We do feature creation in gl and need to put them in aerospike to be retrieved by our prediction algorithms. We need sub millisecond latencies in the retrieval which unfortunately graphlab prediction service cannot provide right now. So basically I have an sframe with few hundred thousands of rows that I need to put to aerospike every few minutes. This will soon be much more rows so the saving troughput will become a concern. I think that at C level graphlab could do this much more efficiently by leveraging the aerospike c client unfortunately we don't have the resources right now to code it ourselves but maybe you could give it a try. In general fast batch loading to popular fast access dB's should make graphlab a much more production ready resource. Also ODBC is a real pain if you have complex data types vide my post about corrupted json and array data.

User 15 | 9/22/2015, 6:36:40 PM

Hi Jan,

If you don't mind me asking, what performance are you getting from your parallel import solution to Aerospike?

After reading a bit about Aerospike, it doesn't appear that they even support batch inserts, and the APIs that do have it just call the single insert in a loop like you do. So it seems that even if we supported Aerospike's C client, it probably wouldn't get you any performance solely because of batch. Perhaps the client is more performant for other reasons, but that's purely a guess.

A next step might be to just do some microbenchmarks for inserting between the Python and the C client to see if it's even worth thinking about.

User 2032 | 9/23/2015, 8:49:54 AM

Hi Evan,

On localhost I was getting up to 30K TPS with ProcessPoolExecutor with 50 workers. With thread pool and a remote host the max I'm getting is c.a. 2K TPS. This is for records with c.a. 100 bins. If there were a batch method for aero I would definitely use it, I was even considering switching to couchbase because of the lack of it.

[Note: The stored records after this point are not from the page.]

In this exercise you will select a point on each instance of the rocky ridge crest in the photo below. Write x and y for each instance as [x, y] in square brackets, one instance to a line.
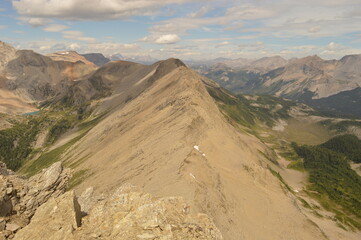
[39, 208]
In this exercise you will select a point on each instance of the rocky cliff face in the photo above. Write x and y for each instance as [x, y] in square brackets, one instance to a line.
[20, 197]
[39, 208]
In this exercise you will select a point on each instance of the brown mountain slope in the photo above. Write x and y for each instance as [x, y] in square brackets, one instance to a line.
[172, 140]
[70, 56]
[27, 77]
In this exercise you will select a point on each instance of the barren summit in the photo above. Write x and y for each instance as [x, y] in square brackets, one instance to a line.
[126, 129]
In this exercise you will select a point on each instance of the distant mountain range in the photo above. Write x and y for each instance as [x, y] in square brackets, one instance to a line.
[173, 132]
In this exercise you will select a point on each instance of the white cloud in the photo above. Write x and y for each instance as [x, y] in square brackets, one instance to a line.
[55, 28]
[167, 39]
[314, 29]
[89, 9]
[34, 21]
[222, 44]
[77, 35]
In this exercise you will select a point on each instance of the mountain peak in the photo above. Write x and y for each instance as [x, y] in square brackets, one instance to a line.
[69, 56]
[173, 61]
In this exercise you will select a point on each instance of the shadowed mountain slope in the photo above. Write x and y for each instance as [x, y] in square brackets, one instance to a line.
[171, 139]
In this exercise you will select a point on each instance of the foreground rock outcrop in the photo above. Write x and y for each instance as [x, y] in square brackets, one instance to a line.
[20, 197]
[126, 214]
[39, 208]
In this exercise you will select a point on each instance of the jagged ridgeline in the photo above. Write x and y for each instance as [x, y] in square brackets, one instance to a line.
[172, 132]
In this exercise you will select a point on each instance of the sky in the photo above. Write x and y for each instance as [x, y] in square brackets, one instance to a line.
[185, 29]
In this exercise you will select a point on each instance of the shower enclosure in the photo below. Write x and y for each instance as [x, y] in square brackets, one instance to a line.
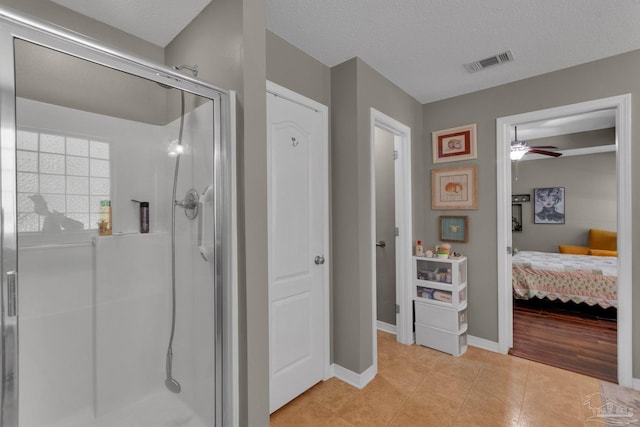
[86, 318]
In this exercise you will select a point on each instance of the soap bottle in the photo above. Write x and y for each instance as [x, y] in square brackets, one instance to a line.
[144, 217]
[104, 226]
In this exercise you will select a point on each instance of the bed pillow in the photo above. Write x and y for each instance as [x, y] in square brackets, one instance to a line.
[601, 239]
[602, 252]
[574, 250]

My hunch is that the way to approach it in graphlab is to have a large pool of (400?) threads with clients. In python this approach does not yield the best results and I presume this is because of GIL, but perhaps this would not be such a bad idea in C++. This is the aerospike recommended approach for batch loading with java clients. However the java client is async and the C one is not.

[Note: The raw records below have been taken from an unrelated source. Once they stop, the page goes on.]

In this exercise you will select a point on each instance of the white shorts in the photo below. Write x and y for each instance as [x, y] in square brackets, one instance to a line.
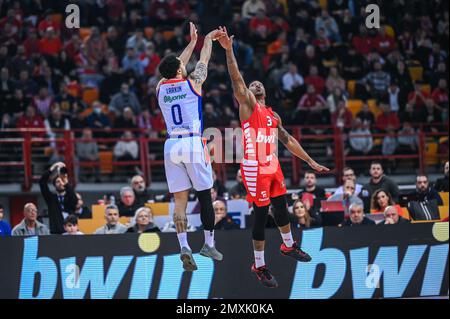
[187, 164]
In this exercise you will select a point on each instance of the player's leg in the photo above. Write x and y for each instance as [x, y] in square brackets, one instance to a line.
[200, 173]
[259, 268]
[179, 185]
[281, 215]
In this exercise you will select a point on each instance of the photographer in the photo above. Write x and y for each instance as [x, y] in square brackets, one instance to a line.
[61, 204]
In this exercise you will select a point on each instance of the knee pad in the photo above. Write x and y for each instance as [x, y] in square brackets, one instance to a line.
[280, 212]
[259, 226]
[206, 209]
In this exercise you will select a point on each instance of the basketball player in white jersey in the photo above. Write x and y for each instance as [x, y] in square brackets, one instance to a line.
[185, 160]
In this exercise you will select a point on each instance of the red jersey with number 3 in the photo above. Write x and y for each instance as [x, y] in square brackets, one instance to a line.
[260, 168]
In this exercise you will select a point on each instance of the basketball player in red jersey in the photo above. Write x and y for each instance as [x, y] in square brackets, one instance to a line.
[260, 168]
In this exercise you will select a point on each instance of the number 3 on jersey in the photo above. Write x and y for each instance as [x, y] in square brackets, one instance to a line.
[177, 118]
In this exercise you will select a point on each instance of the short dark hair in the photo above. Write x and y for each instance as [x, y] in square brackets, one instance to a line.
[71, 219]
[169, 66]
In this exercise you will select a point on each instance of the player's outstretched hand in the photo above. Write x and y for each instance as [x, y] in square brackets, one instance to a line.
[226, 41]
[317, 167]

User 2299 | 9/23/2015, 5:07:54 PM

Hi JohnnyM, Brian from Aerospike here.

At this time, you're on the right track with faster loading in Aerospike - extra threads - which are a pain in Python. If you can push out to a file then use a different language ( like java ), you can use some of our loader tools that are parallel and fast. Pain, I know, I almost hate to mention it, but I can provide a pointer.

However --- we are currently adding batch writes to Aerospike --- and proper async capabilities across the board. I am looking right now at the guy implementing it. If you're interested in contacting me directly at , I'd be happy to see if I can get you an early release, or give you some guidance for dates.

Thanks for using Aerospike ! We think Dato and Aerospike work well together.